Tem sido uma longa luta. Por um lado imensamente gratificante (vale sempre a pena lutar por aquilo em que acreditamos, porque só nessa dimensão a Vida tem sentido plenamente), mas, por outro, nem sempre correspondida, mais por desleixo e indiferença do que por oposição real.
Quando começámos o cenário era turbulento, a discussão de ideias opunha, frequentemente, até quem estava do mesmo lado e a própria palavra «familia» despertava ódios, embargos, explsões emocionais que agora nos parecem, no mínimo, descabidas. Se calhar, não eram tanto. Havia demasiadas distâncias, fossos aparentemente instrasponiveis entre grupos sociais, entre gerações, entre ideais que se combatiam, também na arena da palavra.

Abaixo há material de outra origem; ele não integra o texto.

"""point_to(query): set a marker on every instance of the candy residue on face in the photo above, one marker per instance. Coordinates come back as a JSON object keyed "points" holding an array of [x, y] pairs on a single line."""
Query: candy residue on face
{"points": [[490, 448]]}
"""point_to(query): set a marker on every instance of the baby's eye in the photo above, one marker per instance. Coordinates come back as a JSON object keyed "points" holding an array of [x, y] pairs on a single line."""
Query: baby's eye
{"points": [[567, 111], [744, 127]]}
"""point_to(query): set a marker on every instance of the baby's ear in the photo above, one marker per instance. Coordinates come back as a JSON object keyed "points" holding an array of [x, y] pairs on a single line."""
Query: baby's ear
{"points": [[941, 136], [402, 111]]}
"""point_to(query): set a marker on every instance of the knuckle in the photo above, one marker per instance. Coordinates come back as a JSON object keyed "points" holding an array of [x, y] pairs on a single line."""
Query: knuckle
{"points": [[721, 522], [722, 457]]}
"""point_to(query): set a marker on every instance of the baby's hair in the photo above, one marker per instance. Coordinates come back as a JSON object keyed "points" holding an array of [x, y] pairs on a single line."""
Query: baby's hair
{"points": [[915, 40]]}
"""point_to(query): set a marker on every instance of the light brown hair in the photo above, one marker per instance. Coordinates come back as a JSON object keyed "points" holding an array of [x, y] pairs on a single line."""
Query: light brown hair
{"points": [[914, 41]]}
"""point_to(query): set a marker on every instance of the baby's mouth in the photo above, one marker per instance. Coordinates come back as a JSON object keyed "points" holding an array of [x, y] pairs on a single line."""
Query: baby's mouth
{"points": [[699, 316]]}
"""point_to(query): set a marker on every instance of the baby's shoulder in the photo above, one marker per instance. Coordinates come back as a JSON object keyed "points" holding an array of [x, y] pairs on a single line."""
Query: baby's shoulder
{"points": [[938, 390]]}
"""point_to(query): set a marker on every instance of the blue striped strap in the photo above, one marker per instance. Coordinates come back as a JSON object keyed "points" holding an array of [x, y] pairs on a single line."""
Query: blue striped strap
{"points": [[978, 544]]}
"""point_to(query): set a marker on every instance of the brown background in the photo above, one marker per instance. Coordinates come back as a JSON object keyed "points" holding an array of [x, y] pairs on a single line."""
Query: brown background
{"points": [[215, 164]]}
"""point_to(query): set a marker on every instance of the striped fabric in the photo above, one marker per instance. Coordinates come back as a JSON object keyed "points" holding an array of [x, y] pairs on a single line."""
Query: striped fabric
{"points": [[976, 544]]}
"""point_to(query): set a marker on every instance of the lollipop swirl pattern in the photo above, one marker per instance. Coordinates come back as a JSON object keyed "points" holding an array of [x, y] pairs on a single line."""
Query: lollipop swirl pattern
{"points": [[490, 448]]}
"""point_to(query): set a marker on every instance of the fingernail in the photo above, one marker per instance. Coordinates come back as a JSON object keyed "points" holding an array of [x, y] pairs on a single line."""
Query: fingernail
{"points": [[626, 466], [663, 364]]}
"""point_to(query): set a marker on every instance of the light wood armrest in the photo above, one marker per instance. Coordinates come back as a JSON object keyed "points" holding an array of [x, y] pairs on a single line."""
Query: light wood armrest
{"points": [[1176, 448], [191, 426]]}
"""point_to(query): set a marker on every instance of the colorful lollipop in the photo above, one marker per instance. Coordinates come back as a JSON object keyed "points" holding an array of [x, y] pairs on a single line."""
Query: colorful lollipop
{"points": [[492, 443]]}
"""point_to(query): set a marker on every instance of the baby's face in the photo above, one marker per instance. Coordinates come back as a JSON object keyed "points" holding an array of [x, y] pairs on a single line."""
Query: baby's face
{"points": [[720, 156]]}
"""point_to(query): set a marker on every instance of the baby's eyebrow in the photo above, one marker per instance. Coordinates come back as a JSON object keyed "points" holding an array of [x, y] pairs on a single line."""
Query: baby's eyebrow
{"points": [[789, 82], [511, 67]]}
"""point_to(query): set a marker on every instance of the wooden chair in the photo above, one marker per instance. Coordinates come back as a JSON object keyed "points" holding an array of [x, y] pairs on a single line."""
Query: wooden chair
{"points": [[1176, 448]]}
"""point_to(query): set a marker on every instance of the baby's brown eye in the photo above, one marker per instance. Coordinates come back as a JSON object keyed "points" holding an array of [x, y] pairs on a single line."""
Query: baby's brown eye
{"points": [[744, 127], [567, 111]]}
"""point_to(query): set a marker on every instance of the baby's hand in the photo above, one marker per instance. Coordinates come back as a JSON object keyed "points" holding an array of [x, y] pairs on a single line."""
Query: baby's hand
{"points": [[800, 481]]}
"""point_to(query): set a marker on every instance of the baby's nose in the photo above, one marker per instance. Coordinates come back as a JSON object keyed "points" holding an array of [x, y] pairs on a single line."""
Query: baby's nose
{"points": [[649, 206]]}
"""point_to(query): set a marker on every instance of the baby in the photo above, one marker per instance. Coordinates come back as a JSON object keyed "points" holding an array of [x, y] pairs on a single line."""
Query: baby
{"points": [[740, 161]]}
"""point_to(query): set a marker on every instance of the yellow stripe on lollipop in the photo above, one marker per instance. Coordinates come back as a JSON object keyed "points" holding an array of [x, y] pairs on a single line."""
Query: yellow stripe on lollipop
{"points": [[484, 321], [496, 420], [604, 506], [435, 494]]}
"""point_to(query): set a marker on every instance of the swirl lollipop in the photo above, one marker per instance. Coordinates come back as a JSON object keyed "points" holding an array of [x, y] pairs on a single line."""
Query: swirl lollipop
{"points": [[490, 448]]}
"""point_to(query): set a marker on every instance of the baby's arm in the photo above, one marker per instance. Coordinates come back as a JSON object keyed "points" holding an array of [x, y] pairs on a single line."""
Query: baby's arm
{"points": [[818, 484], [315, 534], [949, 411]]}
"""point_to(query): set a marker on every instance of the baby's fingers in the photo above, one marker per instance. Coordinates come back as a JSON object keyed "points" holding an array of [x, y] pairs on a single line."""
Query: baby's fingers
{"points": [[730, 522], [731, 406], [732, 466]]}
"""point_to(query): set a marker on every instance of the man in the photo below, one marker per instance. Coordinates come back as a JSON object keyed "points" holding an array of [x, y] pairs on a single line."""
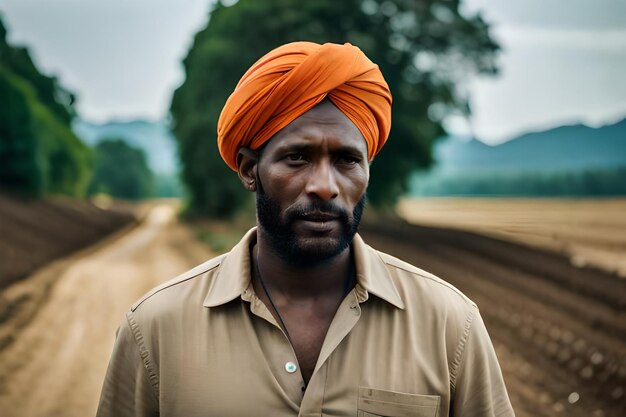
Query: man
{"points": [[302, 318]]}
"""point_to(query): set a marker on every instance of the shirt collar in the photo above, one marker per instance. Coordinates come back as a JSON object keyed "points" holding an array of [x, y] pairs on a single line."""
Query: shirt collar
{"points": [[233, 276]]}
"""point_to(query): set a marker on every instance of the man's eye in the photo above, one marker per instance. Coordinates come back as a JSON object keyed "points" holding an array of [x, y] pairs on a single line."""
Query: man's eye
{"points": [[349, 160]]}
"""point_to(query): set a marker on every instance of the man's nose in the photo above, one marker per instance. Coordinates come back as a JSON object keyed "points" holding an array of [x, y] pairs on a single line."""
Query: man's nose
{"points": [[323, 182]]}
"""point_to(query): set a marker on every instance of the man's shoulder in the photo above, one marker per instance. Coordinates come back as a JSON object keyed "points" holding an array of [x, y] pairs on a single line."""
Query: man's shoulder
{"points": [[168, 292], [416, 282]]}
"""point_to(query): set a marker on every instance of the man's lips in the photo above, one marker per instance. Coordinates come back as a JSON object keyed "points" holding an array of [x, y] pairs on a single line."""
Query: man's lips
{"points": [[319, 217]]}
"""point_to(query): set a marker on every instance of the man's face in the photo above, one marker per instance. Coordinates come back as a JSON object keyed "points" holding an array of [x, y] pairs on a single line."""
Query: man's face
{"points": [[312, 177]]}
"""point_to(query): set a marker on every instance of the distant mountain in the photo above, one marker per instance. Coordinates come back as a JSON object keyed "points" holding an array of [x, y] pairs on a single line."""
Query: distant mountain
{"points": [[154, 138], [562, 148], [565, 161]]}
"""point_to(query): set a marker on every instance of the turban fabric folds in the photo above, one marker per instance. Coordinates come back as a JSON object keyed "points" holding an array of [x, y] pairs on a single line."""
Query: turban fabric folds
{"points": [[292, 79]]}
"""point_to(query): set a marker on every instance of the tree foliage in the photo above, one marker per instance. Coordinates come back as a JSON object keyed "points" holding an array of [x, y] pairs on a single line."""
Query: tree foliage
{"points": [[423, 47], [121, 170], [39, 153]]}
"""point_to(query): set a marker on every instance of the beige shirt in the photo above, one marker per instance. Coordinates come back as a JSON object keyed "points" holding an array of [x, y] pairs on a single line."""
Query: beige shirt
{"points": [[402, 343]]}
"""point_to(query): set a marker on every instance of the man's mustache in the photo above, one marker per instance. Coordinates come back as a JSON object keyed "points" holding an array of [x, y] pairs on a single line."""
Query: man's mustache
{"points": [[317, 211]]}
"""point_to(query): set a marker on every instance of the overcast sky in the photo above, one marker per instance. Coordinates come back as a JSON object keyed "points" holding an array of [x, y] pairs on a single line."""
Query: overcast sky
{"points": [[563, 61]]}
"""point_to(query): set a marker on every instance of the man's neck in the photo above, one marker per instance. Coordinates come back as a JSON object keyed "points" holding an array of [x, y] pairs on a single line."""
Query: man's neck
{"points": [[302, 282]]}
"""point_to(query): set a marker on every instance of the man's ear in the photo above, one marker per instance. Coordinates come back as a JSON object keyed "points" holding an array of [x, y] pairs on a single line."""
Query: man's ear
{"points": [[247, 161]]}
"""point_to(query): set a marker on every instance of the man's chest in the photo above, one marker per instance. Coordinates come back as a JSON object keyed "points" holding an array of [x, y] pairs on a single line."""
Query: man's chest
{"points": [[245, 367]]}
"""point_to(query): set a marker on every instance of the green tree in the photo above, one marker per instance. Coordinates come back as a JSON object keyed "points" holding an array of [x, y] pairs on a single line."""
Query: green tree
{"points": [[39, 153], [424, 49], [121, 171]]}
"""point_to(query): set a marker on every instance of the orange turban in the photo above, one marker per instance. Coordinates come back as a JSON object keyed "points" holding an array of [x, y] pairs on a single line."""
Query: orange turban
{"points": [[292, 79]]}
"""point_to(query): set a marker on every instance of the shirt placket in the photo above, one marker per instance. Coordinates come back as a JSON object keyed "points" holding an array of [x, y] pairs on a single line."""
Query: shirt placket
{"points": [[277, 349], [345, 319]]}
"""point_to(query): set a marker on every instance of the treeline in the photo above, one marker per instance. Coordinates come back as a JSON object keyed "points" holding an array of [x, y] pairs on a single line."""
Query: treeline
{"points": [[422, 47], [599, 182], [39, 152]]}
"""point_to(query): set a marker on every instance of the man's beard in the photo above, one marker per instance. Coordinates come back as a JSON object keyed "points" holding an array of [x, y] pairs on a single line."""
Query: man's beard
{"points": [[283, 240]]}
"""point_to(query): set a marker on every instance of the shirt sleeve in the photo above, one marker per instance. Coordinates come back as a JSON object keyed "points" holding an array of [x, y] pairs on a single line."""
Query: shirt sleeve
{"points": [[479, 389], [127, 390]]}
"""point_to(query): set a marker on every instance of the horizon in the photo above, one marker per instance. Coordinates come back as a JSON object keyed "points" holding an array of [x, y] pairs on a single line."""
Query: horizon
{"points": [[561, 61]]}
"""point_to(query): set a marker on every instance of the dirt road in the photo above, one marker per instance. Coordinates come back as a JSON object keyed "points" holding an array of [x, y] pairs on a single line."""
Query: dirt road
{"points": [[559, 330], [56, 364]]}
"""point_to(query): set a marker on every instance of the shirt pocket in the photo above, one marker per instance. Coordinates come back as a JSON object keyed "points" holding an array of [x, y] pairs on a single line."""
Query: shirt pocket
{"points": [[376, 402]]}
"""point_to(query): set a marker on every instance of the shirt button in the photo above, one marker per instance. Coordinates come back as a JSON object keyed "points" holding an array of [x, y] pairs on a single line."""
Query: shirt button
{"points": [[290, 367]]}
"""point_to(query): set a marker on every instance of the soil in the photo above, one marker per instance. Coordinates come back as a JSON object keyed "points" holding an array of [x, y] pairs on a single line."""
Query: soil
{"points": [[35, 232], [53, 361], [559, 330]]}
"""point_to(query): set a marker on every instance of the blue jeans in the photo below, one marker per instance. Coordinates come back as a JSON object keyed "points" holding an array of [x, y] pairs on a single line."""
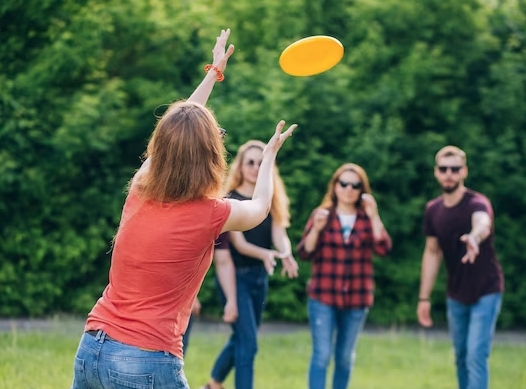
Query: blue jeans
{"points": [[101, 363], [186, 335], [323, 321], [472, 327], [241, 348]]}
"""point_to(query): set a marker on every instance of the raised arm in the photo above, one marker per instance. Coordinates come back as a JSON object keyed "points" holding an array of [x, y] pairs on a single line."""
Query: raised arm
{"points": [[247, 214], [220, 59], [431, 260], [281, 242], [204, 89]]}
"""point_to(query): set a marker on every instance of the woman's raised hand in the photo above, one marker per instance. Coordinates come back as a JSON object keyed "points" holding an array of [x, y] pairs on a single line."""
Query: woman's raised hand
{"points": [[221, 55], [277, 140]]}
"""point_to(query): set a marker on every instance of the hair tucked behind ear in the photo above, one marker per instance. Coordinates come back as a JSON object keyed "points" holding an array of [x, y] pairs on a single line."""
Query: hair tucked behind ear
{"points": [[280, 201], [330, 200], [186, 156]]}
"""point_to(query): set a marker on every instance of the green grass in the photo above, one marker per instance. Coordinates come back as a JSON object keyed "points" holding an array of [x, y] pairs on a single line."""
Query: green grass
{"points": [[390, 360]]}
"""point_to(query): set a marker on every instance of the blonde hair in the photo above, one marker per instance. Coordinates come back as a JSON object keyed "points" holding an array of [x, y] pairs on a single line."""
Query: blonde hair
{"points": [[451, 151], [330, 200], [279, 209], [186, 154]]}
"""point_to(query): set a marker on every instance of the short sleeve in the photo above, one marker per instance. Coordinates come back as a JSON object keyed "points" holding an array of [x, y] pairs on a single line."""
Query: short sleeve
{"points": [[222, 242], [220, 213], [481, 203]]}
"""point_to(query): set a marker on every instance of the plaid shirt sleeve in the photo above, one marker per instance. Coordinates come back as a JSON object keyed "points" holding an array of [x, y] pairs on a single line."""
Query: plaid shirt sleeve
{"points": [[304, 254], [383, 246]]}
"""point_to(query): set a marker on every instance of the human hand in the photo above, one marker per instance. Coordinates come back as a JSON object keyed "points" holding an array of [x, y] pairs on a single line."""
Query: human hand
{"points": [[472, 248], [196, 307], [220, 55], [268, 258], [230, 312], [423, 312], [319, 219], [369, 205], [290, 266], [277, 140]]}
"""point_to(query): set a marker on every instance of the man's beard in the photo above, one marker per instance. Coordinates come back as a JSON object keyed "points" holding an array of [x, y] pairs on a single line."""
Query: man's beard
{"points": [[451, 189]]}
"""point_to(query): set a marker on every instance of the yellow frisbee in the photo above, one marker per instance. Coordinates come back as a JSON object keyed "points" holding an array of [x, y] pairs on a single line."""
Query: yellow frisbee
{"points": [[311, 55]]}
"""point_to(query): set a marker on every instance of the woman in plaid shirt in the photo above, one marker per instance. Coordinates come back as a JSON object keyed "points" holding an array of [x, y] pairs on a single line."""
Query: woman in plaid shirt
{"points": [[340, 238]]}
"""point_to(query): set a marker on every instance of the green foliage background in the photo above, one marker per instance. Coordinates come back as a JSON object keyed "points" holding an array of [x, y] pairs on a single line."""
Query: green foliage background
{"points": [[82, 80]]}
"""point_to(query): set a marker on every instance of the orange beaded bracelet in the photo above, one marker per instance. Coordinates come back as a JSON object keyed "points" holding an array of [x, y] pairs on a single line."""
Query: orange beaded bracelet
{"points": [[219, 73]]}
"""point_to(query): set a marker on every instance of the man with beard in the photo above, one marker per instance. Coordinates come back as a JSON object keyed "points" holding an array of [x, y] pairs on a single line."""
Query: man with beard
{"points": [[458, 226]]}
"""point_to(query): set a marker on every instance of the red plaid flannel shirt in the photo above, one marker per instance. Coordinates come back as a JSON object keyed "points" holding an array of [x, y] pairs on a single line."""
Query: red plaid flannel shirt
{"points": [[342, 272]]}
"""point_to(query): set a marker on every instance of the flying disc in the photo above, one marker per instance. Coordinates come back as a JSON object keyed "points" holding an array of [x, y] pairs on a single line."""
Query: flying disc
{"points": [[311, 55]]}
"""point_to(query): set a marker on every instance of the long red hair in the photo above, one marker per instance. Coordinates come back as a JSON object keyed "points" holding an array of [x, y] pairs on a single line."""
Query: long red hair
{"points": [[279, 208], [187, 157]]}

Medidas que propusemos há 20, há 15 anos, e que são agora acolhidas, finalmente! de braços abertos, foram alvo do maior escárnio, dos maiores ataques por parte da inteligentzia de uma determinada época. Mas houve politicos que apoiaram desde o inicio as nossas propostas, e não lhes deram crédito, como lhes porprocionaram “lastro” para que vingassem nos seus mais nobres ideiais. Infelizmente, e no período pós AD, os governantes deixaram mais uma vez cair em saco roto a politica global da Família e trataram as associações, entre as quais a CNAF que as engloba, como parceiros menores.
Nestes últimos anos essa tendência tem-se invertido. Não da forma plena como desejaríamos, mas com alguns passos e medidas seguras. No entatno o que podemos afirmar é que a Família já ganhou o discurso, mas falta-lhe ganhar o acto em todas as suas dimensões, aspirações e expectativas. Um novo Parlamento, uma nova legislatura. Agora, mais do que nunca, é altura de pensar para melhor decidir. Quem nós escolhermos deverá defender com mais eficácia os direitos e os interesses morais e materiais da Família. E esta, em última análise, como nenhum pais desenvolvido já o ignora, é o pilar, a base, o ponto de apoio, a célula a partir da qual é possivel sonhar e construir um futuro melhor.